Já fui Papai Noel por um dia. Na verdade, por algumas horas, para fazer uma reportagem. Troquei de lugar com o Papai Noel do shopping e recebi a visita de algumas crianças desconfiadas, sentindo-me, evidentemente, um legítimo farsante.
A parte mais dolorosa da experiência foi ter que aceitar a chupeta que um menininho de dois ou três anos me alcançava com ar relutante, estimulado pelo pai. Até hoje considero esse rito uma verdadeira crueldade com as crianças e também uma desconsideração para com o Bom Velhinho, que nunca mais irá recuperar a sua imagem diante do piá expropriado de seu objeto preferido.
Pois a notícia de que o governo federal está preparando um projeto de lei para proibir o uso de celulares nas escolas me fez lembrar daquele episódio dramático do pretérito Natal. Cassar o aparelhinho da gurizada, ainda que por algumas horas, será como tirar bico de criança. Pelo que dizem os especialistas e a própria Unesco, trata-se de uma medida urgente e necessária, pois a obsessão tecnológica está afetando fortemente o aprendizado, tirando a concentração da garotada e provocando dependência emocional.
Mas vai ser uma barra. No mínimo, teremos crises de abstinência. As pessoas estão de tal forma viciadas no brinquedinho digital —crianças, adolescentes e adultos — que caem em desespero quando ficam sem internet ou sem eletricidade para carregar a bateria.
Quem não lembra daqueles filas enormes nas tomadas dos shoppings durante a inundação? Além disso, nem todos os pais aceitarão pacificamente que seus filhos entreguem a chupeta digital para os professores ou para os servidores da escola. Vem controvérsia aí, podem ter certeza.
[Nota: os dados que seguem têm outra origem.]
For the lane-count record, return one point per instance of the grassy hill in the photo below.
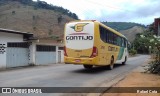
(44, 23)
(122, 25)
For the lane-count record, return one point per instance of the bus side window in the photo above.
(107, 36)
(119, 41)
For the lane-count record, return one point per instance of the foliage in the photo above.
(44, 5)
(132, 52)
(122, 25)
(149, 42)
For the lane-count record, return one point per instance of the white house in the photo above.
(22, 49)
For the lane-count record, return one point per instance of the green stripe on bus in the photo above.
(121, 51)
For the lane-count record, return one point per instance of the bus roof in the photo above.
(95, 21)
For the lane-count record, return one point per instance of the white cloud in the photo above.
(140, 11)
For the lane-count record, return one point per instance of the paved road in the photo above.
(60, 75)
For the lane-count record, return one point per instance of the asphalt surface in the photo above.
(61, 75)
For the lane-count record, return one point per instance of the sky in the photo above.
(138, 11)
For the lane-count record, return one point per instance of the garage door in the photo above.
(45, 54)
(17, 54)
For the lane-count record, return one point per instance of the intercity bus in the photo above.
(91, 43)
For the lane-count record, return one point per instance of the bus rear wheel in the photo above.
(123, 63)
(87, 66)
(111, 64)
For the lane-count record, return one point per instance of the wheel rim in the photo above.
(112, 62)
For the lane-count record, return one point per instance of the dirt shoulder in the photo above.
(138, 78)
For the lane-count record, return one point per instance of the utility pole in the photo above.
(158, 28)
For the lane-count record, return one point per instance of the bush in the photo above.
(132, 52)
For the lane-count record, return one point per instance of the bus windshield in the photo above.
(79, 36)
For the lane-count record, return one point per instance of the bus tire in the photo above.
(123, 63)
(111, 63)
(87, 66)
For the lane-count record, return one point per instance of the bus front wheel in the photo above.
(87, 66)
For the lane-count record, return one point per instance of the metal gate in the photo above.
(17, 54)
(45, 54)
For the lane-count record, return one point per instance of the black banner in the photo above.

O problema é global. Vários países vêm debatendo essa questão, alguns já decididos pela proibição, outros optando por alternativas intermediárias como a obrigatoriedade de deixar o aparelho desligado na mochila. E sempre tem quem sonhe com aquela solução mágica, que raramente funciona, de utilização do celular no período de aula, como ferramenta de estudo e aprendizado.
Sinceramente, não sei como resolveremos esse dilema. De minha parte, prefiro mil vezes uma solução negociada à simples proibição, que sempre recende a autoritarismo. Só tenho certeza de uma coisa: o relator desse projeto, como o Papai Noel farsante, vai sair chamuscado.